On Sunday, Norwegians gathered together in churches and town centers across the country to commemorate the victims of the nation's worst peacetime atrocity.

One year earlier, extreme-right-wing terrorist Anders Behring Breivik had killed 77 people. On July 22, 2011, he detonated a car bomb outside of a government building in Oslo, then went on a shooting spree at a summer camp on Utoeya island, killing 69 people, most of them teenagers.

Calling himself a crusader in the Norwegian resistance movement, Breivik said in court and in a 1,500-page manifesto that his acts of terrorism were done while in combat against multi-culturalism and Islamification, which he believes are destroying Norwegian society.
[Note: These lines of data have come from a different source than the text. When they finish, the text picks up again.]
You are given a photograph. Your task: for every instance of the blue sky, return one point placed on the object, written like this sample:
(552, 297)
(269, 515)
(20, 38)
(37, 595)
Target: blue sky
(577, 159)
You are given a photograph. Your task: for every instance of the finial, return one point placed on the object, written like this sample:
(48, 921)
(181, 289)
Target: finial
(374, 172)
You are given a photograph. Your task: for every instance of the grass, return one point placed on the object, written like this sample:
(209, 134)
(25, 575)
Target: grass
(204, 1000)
A year later, in response, Norway's prime minister, Jens Stoltenberg, said at a wreath-laying ceremony in the capital that the Norwegian people answered [Breivik] by embracing our values. As promised in a speech 12 months earlier, he believes that the country succeeded in responding to the tragedy with more democracy, more openness and greater political participation.
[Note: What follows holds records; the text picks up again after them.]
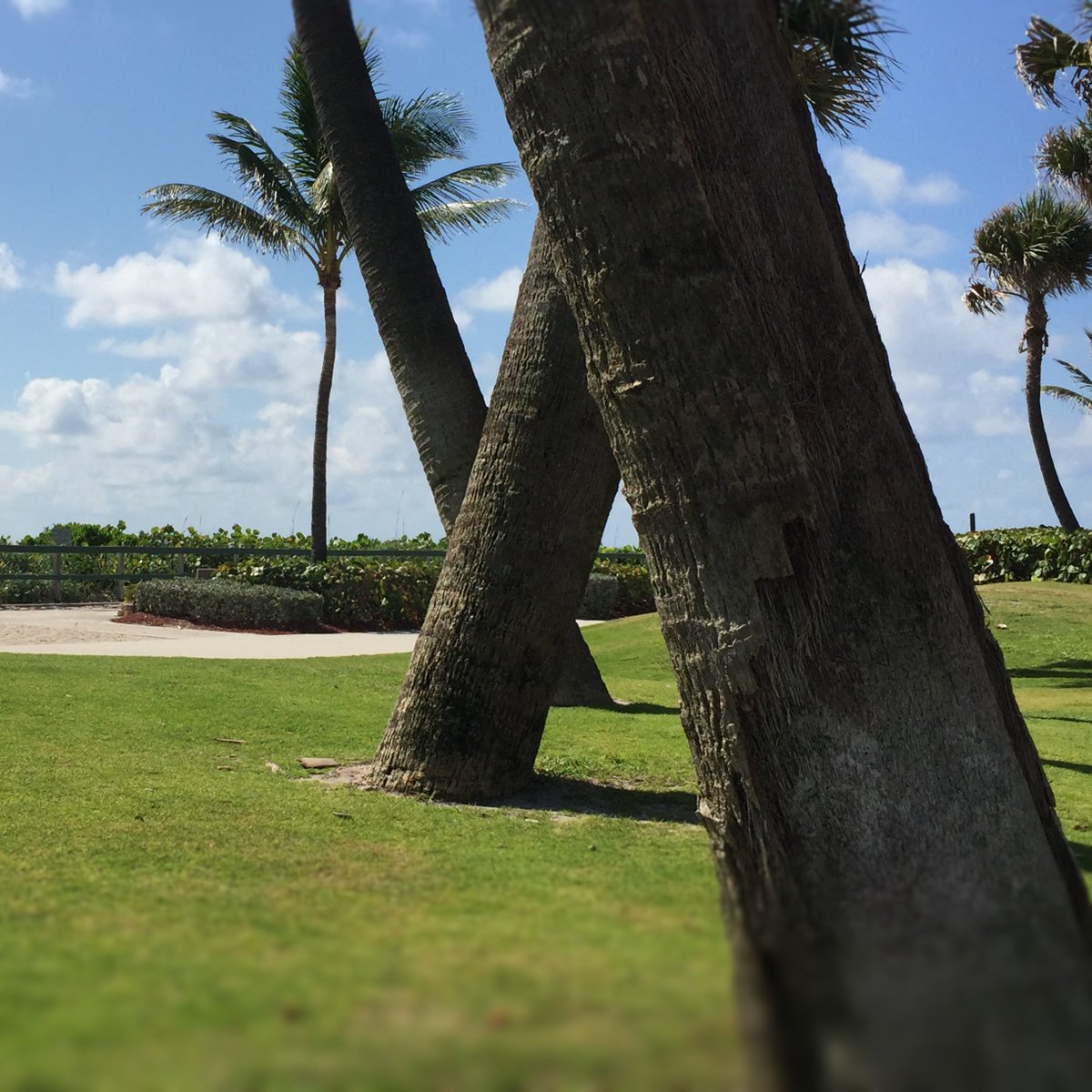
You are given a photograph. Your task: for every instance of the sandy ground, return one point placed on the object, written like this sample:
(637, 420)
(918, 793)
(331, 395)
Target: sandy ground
(88, 632)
Norway also responded with a debate on gun control. Like the recent shooting in a movie theater in Aurora, Colorado, which occurred just two days before the Oslo anniversary, the massacre not only made Norway look deeply into its soul, but also into its legislation.

Norway has significantly stricter gun control laws than the United States in general and Colorado in particular but, as Senator John McCain told CNN this weekend, those laws didn't stop Breivik from obtaining weapons and bomb-making material. On Sunday, the UK's Independent argued in its Leading Article section that gun control only touches the surface on a problem with much deeper roots:

It is unrealistic to expect the US to Europeanize its gun laws -- it has resisted many opportunities to do so -- nor, as Breivik's crime shows, would it necessarily prevent future atrocities. The demons that drive mass killers are about more than the availability of guns.

Regardless of that central debate, there have been few, if any, tangible changes to Norway's legislature. The national penal system was briefly called into question -- the killer is still in the spotlight inside a courthouse while judges rule whether he was sane at the time of the attacks -- but that debate has waned.

Sane or insane, Norwegians just want Breivik put away for life, which now seems inevitable.

Norwegians haven't let the massacre challenge the foundations of their society. Indeed, the liberalism and freedoms on which the nation prides itself and that Breivik loathed, has been granted to the killer as he stands trial. Additionally, Norway's police have apologized for their slow response to the massacre on Utoeya, but, like before the tragedy, there are still few officers patrolling cities. Norway is determined not to live in fear.

Likewise, according to the Independent, Norwegians have tried to paint Breivik's motives as the singular views of a madman. The consequences of this attitude have yet to be seen, but one year later, moving past tragedy may be exactly what Norway needs.